Question

Let $C$ be the circle of minimum area touching the parabola $y = 6 - x^2$ and the lines $y = \sqrt{3} |x|$. Then, which one of the following points lies on the circle $C$?

• A. $(2, 4)$
• B. $(1, 2)$
• C. $(2, 2)$
• D. $(1, 1)$

Answer 1

Answer: (A)

$(2, 4)$

Answer 2

The equation of the circle is:

$x^2 + (y - (6 - r))^2 = r^2,$

where the center is $(0, 6 - r)$ and radius is $r$.
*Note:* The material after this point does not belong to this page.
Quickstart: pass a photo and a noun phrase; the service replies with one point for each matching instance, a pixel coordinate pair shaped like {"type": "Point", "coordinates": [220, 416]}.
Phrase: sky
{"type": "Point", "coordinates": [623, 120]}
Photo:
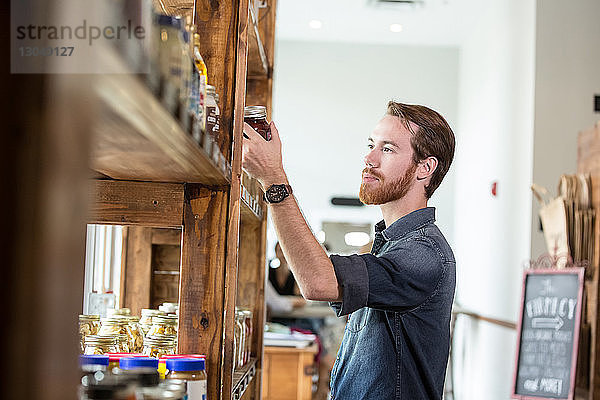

Step 1: Condition for tangency with $y = \sqrt{3}|x|$: The perpendicular distance from the center $(0, 6 - r)$ to the line $y = \sqrt{3}|x|$ must equal the radius $r$.
For the line $y = \sqrt{3}x$, the distance is: $\frac{|0 - (6 - r)|}{\sqrt{1^2 + (\sqrt{3})^2}} = r.$ Simplify: $\frac{|6 - r|}{2} = r.$

Step 2: Solve for $r$:
Case 1: $6 - r = 2r \implies 6 = 3r \implies r = 2.$
Case 2: $6 - r = -2r \implies 6 = -r \implies r = -6$ (not valid as $r > 0$).
Hence, $r = 2$.

Step 3: Equation of the circle: Substituting $r = 2$, the center becomes $(0, 6 - 2) = (0, 4)$.
The equation of the circle is: $x^2 + (y - 4)^2 = 4.$

Step 4: Check which point lies on the circle: Substituting $(2, 4)$ into the equation:
$2^2 + (4 - 4)^2 = 4 \implies 4 + 0 = 4.$ Thus, $(2, 4)$ lies on the circle.